Trained as a dancer, she lives in Belgium and works in Europe, creating pieces that are mixes of spoken text, visual imagery and dynamic physicality.
She and Randerson, a former Burns Fellow at Otago University, have collaborated several times in Europe, but Hullapolloi will be their first in New Zealand.
Because it is made for Footnote Dance Company, they are focusing on the physicality of the performance, she said.
"Our thoughts focused on current social practice, the way we are choosing to live together at the moment in a fairly materialistic society."
Early on, they had the idea for costumes, suits that covered the whole body, including the head.
"It's a way of being sealed into yourself, but also it's a way of being sealed into anagreement within a group wearing these suits, because everyone looks pretty much the same, apart from a colour change.
Then we got interested in how we could also transform inside this suit and distort the body a lot, and that you could also accumulate things inside this new skin and store them."
Working with themes about the human condition, the pair could not help but be influenced by the recent Christchurch earthquake.
"Whenever you are making work, it's very much vibrating with whatever is happening in the real world, and you know the audience is coming in with that in their minds and their hearts, and it makes the show vibrate in a slightly different way," she said.
"I think the show is asking questions about the way we choose to do things together, and the earthquake is making us aware how together everyone is.
"I think in all circumstances, whether they be sad times or happy times, it's always important to keep on asking, 'Is this the way we want to be living together? Is it the kind of society we are hoping for?'
"Of course, it feels easier to criticise during the good times because everything's in a bit of a bubble and everything's OK.

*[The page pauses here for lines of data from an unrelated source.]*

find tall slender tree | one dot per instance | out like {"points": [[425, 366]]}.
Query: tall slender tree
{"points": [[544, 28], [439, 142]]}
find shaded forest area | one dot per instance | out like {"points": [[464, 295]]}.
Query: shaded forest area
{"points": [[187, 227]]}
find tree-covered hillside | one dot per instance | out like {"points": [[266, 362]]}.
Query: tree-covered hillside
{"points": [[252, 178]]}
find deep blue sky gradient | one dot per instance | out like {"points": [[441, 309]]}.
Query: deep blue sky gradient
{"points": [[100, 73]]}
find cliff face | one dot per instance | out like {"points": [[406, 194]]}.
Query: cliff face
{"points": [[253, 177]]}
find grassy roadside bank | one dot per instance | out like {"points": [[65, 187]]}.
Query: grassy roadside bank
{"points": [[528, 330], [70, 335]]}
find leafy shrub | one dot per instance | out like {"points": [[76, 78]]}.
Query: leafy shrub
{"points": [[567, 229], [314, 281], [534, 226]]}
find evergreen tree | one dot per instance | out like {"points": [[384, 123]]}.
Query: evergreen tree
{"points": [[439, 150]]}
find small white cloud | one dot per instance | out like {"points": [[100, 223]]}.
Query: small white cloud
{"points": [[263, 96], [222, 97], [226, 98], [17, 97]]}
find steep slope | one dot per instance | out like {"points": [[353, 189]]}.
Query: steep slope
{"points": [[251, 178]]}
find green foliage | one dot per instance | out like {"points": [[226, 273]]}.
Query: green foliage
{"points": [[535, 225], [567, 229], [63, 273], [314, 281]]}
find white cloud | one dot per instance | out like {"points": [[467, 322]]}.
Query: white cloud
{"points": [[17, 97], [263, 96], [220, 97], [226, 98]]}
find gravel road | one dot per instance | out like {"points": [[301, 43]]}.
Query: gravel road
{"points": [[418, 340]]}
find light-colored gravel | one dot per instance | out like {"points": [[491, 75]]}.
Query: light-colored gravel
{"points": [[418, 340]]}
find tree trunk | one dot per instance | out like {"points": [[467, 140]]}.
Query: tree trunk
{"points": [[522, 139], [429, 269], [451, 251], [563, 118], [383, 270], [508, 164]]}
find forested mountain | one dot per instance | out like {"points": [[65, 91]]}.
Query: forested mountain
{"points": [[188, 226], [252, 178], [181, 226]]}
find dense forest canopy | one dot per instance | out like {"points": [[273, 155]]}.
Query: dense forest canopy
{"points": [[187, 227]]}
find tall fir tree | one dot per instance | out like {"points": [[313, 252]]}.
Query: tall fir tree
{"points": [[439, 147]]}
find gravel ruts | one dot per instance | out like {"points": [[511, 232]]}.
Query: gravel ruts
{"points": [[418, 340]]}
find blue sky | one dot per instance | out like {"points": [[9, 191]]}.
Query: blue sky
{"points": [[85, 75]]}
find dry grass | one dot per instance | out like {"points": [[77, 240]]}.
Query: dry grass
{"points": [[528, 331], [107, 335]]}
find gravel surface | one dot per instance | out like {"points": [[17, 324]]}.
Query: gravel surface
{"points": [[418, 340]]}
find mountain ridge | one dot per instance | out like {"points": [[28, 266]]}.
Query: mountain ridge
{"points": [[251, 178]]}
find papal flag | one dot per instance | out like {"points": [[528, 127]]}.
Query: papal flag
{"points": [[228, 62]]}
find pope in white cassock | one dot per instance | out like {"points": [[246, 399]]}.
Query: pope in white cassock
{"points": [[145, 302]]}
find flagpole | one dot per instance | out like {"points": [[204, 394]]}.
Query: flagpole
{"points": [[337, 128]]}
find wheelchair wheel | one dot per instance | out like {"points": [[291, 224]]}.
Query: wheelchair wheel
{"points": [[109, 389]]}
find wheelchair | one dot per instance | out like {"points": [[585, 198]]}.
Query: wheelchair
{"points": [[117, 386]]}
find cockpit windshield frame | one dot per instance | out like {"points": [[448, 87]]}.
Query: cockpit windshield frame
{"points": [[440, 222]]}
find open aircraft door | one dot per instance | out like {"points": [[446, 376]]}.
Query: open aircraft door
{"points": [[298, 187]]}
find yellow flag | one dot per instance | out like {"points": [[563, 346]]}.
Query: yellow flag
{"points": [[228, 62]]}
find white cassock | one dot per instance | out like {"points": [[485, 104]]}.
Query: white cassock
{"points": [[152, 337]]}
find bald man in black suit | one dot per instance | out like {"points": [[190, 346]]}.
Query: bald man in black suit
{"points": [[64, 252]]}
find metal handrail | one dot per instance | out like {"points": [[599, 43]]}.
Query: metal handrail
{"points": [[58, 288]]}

"It feels more harsh to criticise it at times when things feel difficult."
The earthquake has brought out the best in many people, helping others, but it would be nice if that solidarity could be encouraged all the time, she said.
She is looking forward to seeing how New Zealand audiences react to the show.
Working in Europe for the past decade, she says she's out of touch with what's happening here.
European countries consider arts to be an important part of life and support artists at all levels, from big companies through the middle levels to the grass roots, with both funding and free working space.
"These things really help cultural life to develop in quite extraordinary ways.
"In Europe, they take art pretty seriously - I can be a professional artist and no-one questions it.
Dance at the Fringe
Hullapolloi, a new work by Kate McIntosh and Jo Randerson, performed by Footnote Dance Company, plays at Allen Hall, Dunedin on March 17 and 18.
Other Fringe dance performances are:
• March 18-20, Globe Theatre: I Heart (Sweaty Heart Productions).
• March 23-26, Fortune Theatre Studio: Capturing Other (Beautiful Sake Productions).
•March 26, School of Physical Education: Chocolate Zucchini Cookies (Dance Lab).